Book Review: Keep the Aspidistra Flying

‘This life we live nowadays. It’s not life, it’s stagnation…’

Long term readers of this blog will know that I’m no stranger to misery. To quote Weezer, all my favourite songs are slow and sad. The dark side of life holds nothing but comfort to me. And yet… with George Orwell’s lesser known novel Keep the Aspidistra Flying, I have finally encountered something that is too miserable even for me – the Ebenezer Scrooge of pop culture writers…

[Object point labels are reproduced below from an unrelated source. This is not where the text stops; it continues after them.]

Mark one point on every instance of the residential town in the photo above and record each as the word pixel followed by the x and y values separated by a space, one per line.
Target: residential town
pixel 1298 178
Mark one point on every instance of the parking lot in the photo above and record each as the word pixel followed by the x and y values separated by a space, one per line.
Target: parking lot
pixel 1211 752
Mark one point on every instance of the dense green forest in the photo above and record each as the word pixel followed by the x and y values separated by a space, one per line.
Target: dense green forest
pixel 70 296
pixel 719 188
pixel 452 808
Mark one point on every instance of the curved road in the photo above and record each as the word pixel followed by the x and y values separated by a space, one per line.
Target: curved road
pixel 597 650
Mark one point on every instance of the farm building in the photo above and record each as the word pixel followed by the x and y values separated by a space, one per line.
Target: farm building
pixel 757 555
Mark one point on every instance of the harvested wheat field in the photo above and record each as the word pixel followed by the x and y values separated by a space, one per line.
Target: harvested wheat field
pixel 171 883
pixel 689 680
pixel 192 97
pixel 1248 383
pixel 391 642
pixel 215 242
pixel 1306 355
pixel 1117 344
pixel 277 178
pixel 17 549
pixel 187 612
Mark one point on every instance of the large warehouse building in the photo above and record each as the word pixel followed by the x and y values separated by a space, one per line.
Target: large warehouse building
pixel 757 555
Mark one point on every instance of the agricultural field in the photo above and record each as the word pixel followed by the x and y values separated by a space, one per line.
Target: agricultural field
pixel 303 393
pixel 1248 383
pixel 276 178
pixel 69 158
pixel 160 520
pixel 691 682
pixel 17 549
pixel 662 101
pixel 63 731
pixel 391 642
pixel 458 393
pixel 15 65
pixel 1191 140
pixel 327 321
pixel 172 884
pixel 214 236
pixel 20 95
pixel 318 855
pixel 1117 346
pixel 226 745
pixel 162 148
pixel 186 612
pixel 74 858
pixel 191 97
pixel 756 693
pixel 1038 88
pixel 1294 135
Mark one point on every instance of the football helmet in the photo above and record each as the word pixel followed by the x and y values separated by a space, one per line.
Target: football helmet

Gordon Comstock is obsessed with money. The great tragedy is that he doesn’t have any. After making a vow never to succumb to the ‘money-god’, he instead resigns himself to a life of poverty and torment. He can’t afford to smoke. He can’t afford to drink. He can’t afford to take his woman to the countryside… what he can afford to do is to complain about how poor he is. And he does. At great length.

With Keep the Aspidistra Flying, Orwell has created a protagonist more depressing than anything dreamt up by Jean Rhys or Sylvia Plath. Sure, the sheer extent of Comstock’s misery does eventually become amusing, but it’s so relentless that a full novel of it is difficult to stomach. Even for a man who owns every Bright Eyes album. That being said, Orwell’s razor sharp prose is always enjoyable, and despite the fact this is one of his less renowned novels, I enjoyed it. Or at least I endured it. Both? Maybe both.